Chuck Yeager, the first person to break the sound barrier and one of the U.S. Air Force’s most decorated test pilots, died Monday. He was 97.
Charles Elwood Yeager was a United States Air Force officer, flying ace, and record-setting test pilot. In 1947, he became the first pilot in history confirmed to have exceeded the speed of sound in level flight. Yeager’s career began in World War II as a private in the United States Army Air Forces in 1941. After serving as an aircraft mechanic, in September 1942 he entered enlisted pilot training and upon graduation was promoted to the rank of flight officer (the World War II USAAF equivalent to warrant officer), later achieving most of his aerial victories as a P-51 fighter pilot on the Western Front, where he was credited with 11.5 enemy aircraft.

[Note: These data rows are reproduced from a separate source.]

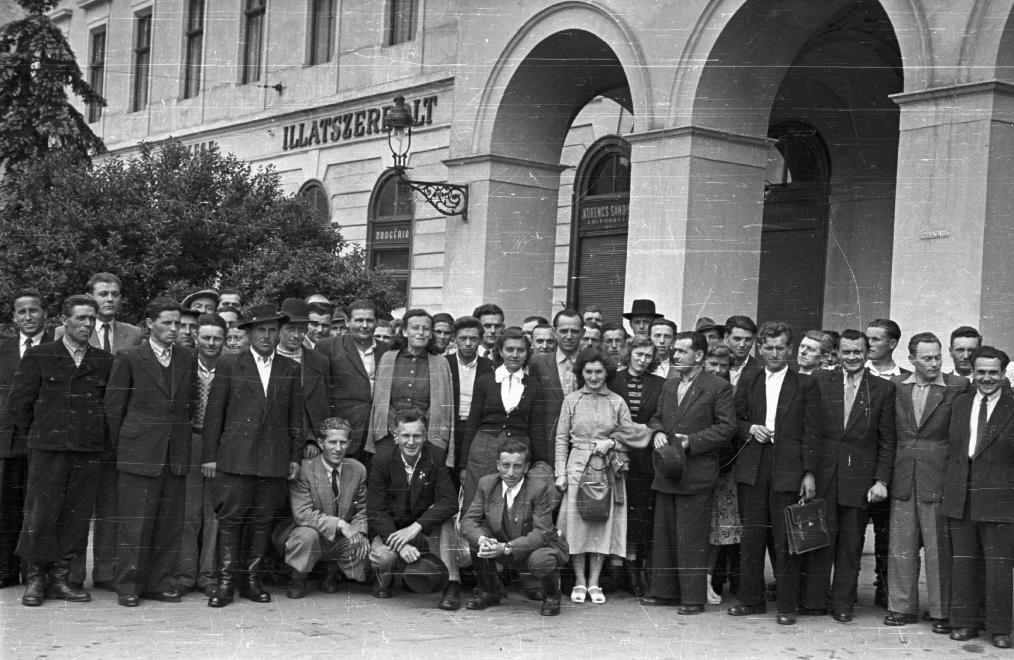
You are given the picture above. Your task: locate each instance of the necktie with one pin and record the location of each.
(984, 409)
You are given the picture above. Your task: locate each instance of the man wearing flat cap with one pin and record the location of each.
(252, 443)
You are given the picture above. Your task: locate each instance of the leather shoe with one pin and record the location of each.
(942, 626)
(658, 601)
(899, 618)
(451, 598)
(129, 600)
(964, 634)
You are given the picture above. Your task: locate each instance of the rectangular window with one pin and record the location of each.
(252, 40)
(401, 21)
(321, 30)
(96, 70)
(142, 61)
(194, 49)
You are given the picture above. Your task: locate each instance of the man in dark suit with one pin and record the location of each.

After the war, Yeager became a test pilot of many types of aircraft, including experimental rocket-powered aircraft. As the first human to officially break the sound barrier, on October 14, 1947, he flew the experimental Bell X-1 at Mach 1 at an altitude of 45,000 feet (13,700 m), for which he won both the Collier and Mackay trophies in 1948. He then went on to break several other speed and altitude records. Yeager later commanded fighter squadrons and wings in Germany, as well as in Southeast Asia during the Vietnam War. In recognition of the outstanding performance ratings of those units, he was promoted to brigadier general in 1969, retiring on March 1, 1975. Yeager’s three-war active-duty flying career spanned more than 30 years and took him to many parts of the world, including the Soviet Union during the height of the Cold War.